Third, the export diversification part. The need for export diversification is recognised by all and sundry, but progress has been slow, if any. Quite apart from the standard constraints to exports – viz., poor quality trade infrastructure, weak governance, high cost of doing business, etc. – PRI research has identified the fundamental policy conflict between high tariff protection and export orientation. Non-RMG exporters, who produce for the domestic market as well as exports, lack the drive and enthusiasm for exports as the protected domestic market yields significantly higher profit margins than exporting activity. That is not to say that we lack competitiveness in export products other than RMG. PRI research found that of the 292 non-RMG products (at HS-6 digit), more than $1 million each that we exported in FY2019, 40 per cent were highly competitive with other exporting countries to the same destination markets. But, except for jute and jute goods, footwear and leather goods, and home textiles, there are hardly any other product showing promise of rapid growth. Somewhat less encouraging was the situation with the remaining 1100 HS-6 products (below $1 million) that we exported in the same year. Our conclusion: though potential comparative advantage exists for vast numbers of non-RMG and labour-intensive export products, the inherent policy conflict identified above makes export diversification a dead horse. Furthermore, these non-RMG exporters, most of whom are SME entrepreneurs, rarely get special bonded warehouse (SBW) facility for duty-free import of inputs. Without that facility, non-RMG exports are doomed to extinction in a high tariff regime.

But deemed export of primary textiles (yarn and fabrics) supplemented with garment accessories production is another matter. These are the principal inputs for the apparel industry. Success of RMG has driven this sector’s rapid growth. Here is the rise of a non-RMG sector with indirect exports, but exports nevertheless. We can call it export diversification of the Bangladesh kind. And this has come to stay as long as we have a share in the global apparel market. This export-oriented primary textile sector is now the predominant part of the textile industry. A much smaller domestic market (estimated by BTMA at $8 billion) is still catered to by the less competitive textile mills from old times that only survive under high tariff protection to meet local demand for basic clothing.

Arguably, a nascent export-oriented textile sector deserves policy support and protection. That justifies the support this sector has received from the government in terms of tax exemptions, subsidies, duty-free bonded imports, or concessional credit. To ensure sustainability and lasting competitiveness it is just as important to put some limits to the support measures, by making them time bound and performance based. Also note that cash subsidies to backward linkage industries will be regarded as “domestic content” subsidies by the WTO and will become prohibitive for Bangladesh once it graduates out of LDC status in 2024. These are the plus and minus points to be reckoned with by all stakeholders in this dynamically growing and thriving sector.

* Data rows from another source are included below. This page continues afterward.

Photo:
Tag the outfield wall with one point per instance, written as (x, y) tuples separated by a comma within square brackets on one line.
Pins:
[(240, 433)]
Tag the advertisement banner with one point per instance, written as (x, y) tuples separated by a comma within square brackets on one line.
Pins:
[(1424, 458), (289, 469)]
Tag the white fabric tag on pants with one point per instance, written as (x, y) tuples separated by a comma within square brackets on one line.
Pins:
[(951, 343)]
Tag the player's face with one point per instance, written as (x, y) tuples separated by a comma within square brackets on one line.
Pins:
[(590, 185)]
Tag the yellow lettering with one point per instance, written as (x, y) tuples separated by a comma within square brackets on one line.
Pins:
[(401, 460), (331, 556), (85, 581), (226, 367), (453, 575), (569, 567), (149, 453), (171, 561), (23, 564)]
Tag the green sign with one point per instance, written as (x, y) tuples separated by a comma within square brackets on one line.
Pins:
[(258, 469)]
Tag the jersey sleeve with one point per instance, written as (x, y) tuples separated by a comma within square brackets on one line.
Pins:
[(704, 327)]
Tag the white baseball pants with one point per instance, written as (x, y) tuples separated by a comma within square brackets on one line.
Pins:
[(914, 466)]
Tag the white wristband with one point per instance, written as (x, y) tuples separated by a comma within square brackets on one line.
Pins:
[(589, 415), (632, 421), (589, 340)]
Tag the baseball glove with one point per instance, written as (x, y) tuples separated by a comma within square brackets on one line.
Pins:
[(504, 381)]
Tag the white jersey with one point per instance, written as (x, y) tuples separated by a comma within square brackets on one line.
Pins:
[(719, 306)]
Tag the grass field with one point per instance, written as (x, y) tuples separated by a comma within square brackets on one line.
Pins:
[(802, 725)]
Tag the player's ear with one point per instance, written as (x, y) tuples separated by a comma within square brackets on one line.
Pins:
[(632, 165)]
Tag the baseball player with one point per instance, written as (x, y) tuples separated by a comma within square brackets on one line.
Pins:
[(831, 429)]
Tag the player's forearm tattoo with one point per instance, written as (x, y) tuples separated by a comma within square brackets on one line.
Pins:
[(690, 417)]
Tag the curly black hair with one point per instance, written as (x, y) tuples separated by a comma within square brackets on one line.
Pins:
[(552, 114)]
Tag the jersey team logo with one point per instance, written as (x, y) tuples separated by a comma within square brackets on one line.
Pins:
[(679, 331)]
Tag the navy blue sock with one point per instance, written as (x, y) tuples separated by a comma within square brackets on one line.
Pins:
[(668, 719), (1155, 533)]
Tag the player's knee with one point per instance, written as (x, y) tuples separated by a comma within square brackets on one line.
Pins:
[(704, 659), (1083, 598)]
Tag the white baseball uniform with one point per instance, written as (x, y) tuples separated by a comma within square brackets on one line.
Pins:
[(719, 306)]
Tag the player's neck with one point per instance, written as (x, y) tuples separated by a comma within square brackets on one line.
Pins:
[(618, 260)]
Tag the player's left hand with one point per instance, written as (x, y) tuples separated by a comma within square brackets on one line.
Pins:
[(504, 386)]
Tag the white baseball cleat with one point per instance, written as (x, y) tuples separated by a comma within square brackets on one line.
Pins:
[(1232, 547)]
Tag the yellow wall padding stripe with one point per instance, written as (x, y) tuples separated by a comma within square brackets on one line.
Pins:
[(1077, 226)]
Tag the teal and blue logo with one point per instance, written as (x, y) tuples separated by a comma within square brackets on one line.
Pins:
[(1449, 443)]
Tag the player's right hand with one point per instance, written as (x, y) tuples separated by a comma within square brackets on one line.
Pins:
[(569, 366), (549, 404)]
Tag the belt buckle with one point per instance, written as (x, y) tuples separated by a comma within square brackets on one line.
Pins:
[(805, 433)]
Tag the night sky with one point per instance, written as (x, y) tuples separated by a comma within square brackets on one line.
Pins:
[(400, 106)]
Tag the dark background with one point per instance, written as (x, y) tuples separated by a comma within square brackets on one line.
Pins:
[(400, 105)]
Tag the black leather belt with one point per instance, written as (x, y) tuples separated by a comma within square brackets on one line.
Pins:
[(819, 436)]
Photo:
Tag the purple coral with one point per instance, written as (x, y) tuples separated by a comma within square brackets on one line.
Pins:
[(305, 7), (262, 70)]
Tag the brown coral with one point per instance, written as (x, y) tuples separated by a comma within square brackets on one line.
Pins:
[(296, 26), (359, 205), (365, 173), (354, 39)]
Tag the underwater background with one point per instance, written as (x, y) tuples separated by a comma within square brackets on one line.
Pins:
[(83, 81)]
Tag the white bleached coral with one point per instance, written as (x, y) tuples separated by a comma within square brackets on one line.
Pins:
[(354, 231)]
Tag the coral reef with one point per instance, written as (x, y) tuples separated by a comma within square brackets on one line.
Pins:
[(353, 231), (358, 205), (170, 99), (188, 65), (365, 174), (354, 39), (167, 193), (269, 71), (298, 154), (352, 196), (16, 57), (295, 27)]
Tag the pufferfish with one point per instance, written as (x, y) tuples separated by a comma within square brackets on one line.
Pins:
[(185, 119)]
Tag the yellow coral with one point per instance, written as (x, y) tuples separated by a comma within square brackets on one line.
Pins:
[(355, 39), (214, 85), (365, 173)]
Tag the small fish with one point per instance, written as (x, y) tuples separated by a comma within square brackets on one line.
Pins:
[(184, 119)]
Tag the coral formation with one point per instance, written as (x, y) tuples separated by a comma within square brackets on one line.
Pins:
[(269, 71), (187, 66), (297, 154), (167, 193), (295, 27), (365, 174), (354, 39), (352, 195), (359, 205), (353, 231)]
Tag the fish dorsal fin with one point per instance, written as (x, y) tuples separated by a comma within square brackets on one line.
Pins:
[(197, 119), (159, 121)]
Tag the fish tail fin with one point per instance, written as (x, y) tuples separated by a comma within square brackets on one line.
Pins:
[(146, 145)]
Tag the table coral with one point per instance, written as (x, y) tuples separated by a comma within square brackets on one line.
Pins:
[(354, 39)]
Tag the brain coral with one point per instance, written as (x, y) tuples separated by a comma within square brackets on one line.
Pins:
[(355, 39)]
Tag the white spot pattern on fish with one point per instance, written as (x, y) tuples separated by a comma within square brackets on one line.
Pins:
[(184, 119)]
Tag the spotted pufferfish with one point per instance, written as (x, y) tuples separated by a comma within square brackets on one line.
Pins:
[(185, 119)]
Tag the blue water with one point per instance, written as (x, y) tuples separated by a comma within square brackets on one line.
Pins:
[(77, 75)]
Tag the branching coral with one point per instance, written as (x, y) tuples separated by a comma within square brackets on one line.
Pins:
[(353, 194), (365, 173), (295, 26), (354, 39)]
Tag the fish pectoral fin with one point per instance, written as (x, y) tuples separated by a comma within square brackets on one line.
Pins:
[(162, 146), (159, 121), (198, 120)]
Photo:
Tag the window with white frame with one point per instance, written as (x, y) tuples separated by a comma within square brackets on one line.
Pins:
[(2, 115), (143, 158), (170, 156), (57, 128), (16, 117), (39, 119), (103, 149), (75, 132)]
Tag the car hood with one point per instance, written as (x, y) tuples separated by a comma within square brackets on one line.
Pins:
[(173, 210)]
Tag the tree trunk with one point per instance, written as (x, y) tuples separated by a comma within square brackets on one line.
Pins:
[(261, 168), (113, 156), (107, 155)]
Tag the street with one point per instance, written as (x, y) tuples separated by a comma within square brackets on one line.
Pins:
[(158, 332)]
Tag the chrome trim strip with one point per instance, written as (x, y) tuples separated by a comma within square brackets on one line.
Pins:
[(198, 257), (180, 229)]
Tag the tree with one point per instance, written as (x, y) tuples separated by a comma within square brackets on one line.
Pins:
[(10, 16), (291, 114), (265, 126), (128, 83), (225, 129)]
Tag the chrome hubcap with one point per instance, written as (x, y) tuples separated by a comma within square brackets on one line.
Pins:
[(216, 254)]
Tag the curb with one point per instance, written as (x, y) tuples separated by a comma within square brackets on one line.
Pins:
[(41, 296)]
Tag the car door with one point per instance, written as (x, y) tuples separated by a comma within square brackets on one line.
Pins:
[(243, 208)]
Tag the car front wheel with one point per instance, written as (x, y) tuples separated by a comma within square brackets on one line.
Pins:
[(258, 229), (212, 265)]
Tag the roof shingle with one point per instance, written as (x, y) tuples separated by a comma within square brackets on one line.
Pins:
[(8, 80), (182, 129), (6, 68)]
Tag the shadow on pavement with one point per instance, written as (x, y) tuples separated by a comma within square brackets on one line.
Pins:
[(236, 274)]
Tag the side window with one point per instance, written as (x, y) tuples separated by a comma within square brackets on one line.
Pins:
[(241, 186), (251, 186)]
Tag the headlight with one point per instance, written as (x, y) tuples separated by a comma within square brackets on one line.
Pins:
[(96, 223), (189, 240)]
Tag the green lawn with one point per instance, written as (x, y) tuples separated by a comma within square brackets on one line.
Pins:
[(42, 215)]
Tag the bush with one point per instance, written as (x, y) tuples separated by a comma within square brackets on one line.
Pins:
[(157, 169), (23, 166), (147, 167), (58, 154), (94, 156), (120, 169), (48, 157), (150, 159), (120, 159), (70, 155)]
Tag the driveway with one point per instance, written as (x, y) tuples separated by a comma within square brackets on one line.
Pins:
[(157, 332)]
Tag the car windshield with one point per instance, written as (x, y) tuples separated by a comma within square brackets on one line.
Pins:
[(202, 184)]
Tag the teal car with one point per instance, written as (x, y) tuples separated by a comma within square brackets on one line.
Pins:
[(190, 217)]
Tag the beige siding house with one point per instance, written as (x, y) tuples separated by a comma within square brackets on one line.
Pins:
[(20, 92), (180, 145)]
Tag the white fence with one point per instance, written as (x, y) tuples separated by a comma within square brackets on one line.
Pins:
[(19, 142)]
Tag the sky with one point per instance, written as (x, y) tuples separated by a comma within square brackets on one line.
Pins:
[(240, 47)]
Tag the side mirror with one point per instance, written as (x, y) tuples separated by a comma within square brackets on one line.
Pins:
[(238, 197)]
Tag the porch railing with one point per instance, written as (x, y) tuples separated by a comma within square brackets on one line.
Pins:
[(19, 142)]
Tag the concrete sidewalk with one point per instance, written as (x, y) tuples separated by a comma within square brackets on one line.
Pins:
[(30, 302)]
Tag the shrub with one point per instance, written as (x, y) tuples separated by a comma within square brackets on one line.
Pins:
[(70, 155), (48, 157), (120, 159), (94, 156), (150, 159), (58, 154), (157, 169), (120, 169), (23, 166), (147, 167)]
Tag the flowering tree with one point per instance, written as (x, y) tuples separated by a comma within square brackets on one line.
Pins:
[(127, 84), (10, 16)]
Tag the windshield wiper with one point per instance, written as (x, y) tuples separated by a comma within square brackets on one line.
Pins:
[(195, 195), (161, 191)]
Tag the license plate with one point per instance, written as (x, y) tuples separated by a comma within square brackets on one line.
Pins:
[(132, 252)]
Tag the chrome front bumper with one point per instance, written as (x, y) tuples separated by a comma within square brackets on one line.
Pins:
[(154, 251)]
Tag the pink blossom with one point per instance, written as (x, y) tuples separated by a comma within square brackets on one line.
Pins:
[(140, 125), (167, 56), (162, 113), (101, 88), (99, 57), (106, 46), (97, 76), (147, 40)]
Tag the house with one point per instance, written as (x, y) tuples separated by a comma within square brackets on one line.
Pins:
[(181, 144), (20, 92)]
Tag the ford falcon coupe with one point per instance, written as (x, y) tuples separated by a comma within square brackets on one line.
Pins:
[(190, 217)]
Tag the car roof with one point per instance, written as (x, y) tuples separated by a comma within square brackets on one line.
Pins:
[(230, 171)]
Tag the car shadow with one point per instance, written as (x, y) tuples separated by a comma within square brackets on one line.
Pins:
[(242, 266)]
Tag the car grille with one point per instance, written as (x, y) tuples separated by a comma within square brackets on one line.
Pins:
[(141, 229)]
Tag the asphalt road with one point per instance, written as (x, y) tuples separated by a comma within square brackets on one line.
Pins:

To conclude, we have come a long way since the days when RMG exports used to raise the spectra of a highly import-intensive activity generating very little foreign exchange net of import content. The strategy of developing backward linkage to the dynamic RMG sector has produced results – another feather in the Bangladesh policy cap. No longer can the primary textile sector be dismissed as a non-competitive domestic market-oriented industry. It is now predominantly an export-oriented sector with a smaller part dedicated to catering for domestic demand. This is import substitution par excellence based on comparative-advantage-following (CAF) approach of protection – that is, import substitution leading to export orientation. This is exactly the protection outcome trade economists have been looking for.